How an Open Rear Differential Works: gears, spider gears, and torque distribution

The Engineering Mindset explains the open rear differential used in many cars. The video starts by detailing the main housing and a removable access plate that protects the gears from debris and retains oil for lubrication. When the housing is removed, the drive pinion and ring gear are revealed, along with bearings and the spider gears connected to the side gears. The gears are spiral-cut to increase contact surface, and the video illustrates a gear ratio example of 43 ring teeth to 11 pinion teeth, about 3.9 to 1, and discusses how lower or higher ratios affect fuel efficiency and acceleration. The differential distributes torque to both wheels while allowing different speeds, essential for turning. In straight motion, torque is equal; in a turn, the left wheel speeds up and the right slows down, with the speeds inversely related. The video also connects drivetrain context and references related content on the channel.

Overview

This video provides a detailed look at the open rear differential used in many vehicles, focusing on how the main housing protects internals, retains oil, and enables access through a removable plate. It then delves into the gear train that transfers power from the engine to the wheels, emphasizing the function of the drive pinion, ring gear, spider gears, and side gears.

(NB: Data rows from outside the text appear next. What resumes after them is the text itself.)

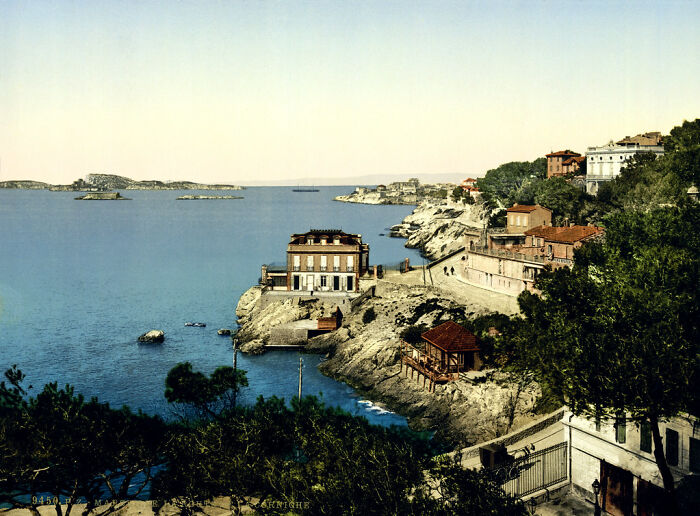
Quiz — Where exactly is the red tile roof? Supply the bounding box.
[525,226,603,244]
[506,204,552,213]
[421,321,480,351]
[545,149,580,158]
[562,156,586,165]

Key Components and Gear Train

The differential’s main housing surrounds all internal components and is crucial for debris protection and lubrication. After removing the housing, you can see the gears attached to the axles, supported by bearings for smooth rotation. The engine powers the system through the input gear, the drive pinion, which engages the larger ring gear. The gears are spiral-cut to maximize contact surface area, improving strength and efficiency. A specific example in the video notes 43 ring teeth and 11 pinion teeth, yielding a ratio of about 3.9 to 1. A lower ratio favors fuel efficiency, while a higher ratio enhances acceleration, illustrating a key design trade-off for car designers.

Spider Gears, Side Gears, and Torque Distribution

Inside the differential, the ring gear drives two spider gears that are often mounted on a small shaft. The spider gears can rotate on their own axis and interact with two side gears, one connected to each rear wheel axle. The arrangement allows torque to be transferred to both wheels while permitting different wheel speeds, which is essential when the car turns. The spider gears distribute forces evenly between the two wheels via the side gears, coordinating with the axles to propel the vehicle.

How the Open Differential Works in Practice

Looking inside the differential during operation, the drive shaft turns the pinion gear, which turns the ring gear. As the ring gear rotates, the differential casing (to which the spider gears are attached) also rotates. If the car travels in a straight line, the forces are equal on both rear wheels, so the spider gears remain aligned with the casing and no differential action occurs. When turning, the wheels must rotate at different speeds—usually the inner wheel slows down while the outer wheel speeds up. The video demonstrates this with a numerical example, such as straight-line speeds around 300 RPM, then turning where the left wheel might reach 360 RPM and the right 240 RPM. This inverse relationship between wheel speeds is the core function of an open differential, enabling smooth steering while transferring torque to the wheels.

Context within the Drivetrain

The differential is part of the broader drivetrain sequence: engine power moves pistons, drives the camshaft, engages the clutch, and passes through the transmission to the driveshaft, which then enters the rear differential. The video notes that it has covered transmission concepts before and points viewers to related content for a deeper understanding of how power flows from engine to wheels.

Takeaways

Open differentials provide a reliable method for distributing torque while allowing wheel speed differences, which is essential for turning. The gear-cut type, gear ratio, and the arrangement of spider and side gears all influence performance characteristics such as fuel efficiency and acceleration. The video invites viewers to explore more about automotive engineering through linked content and social media channels.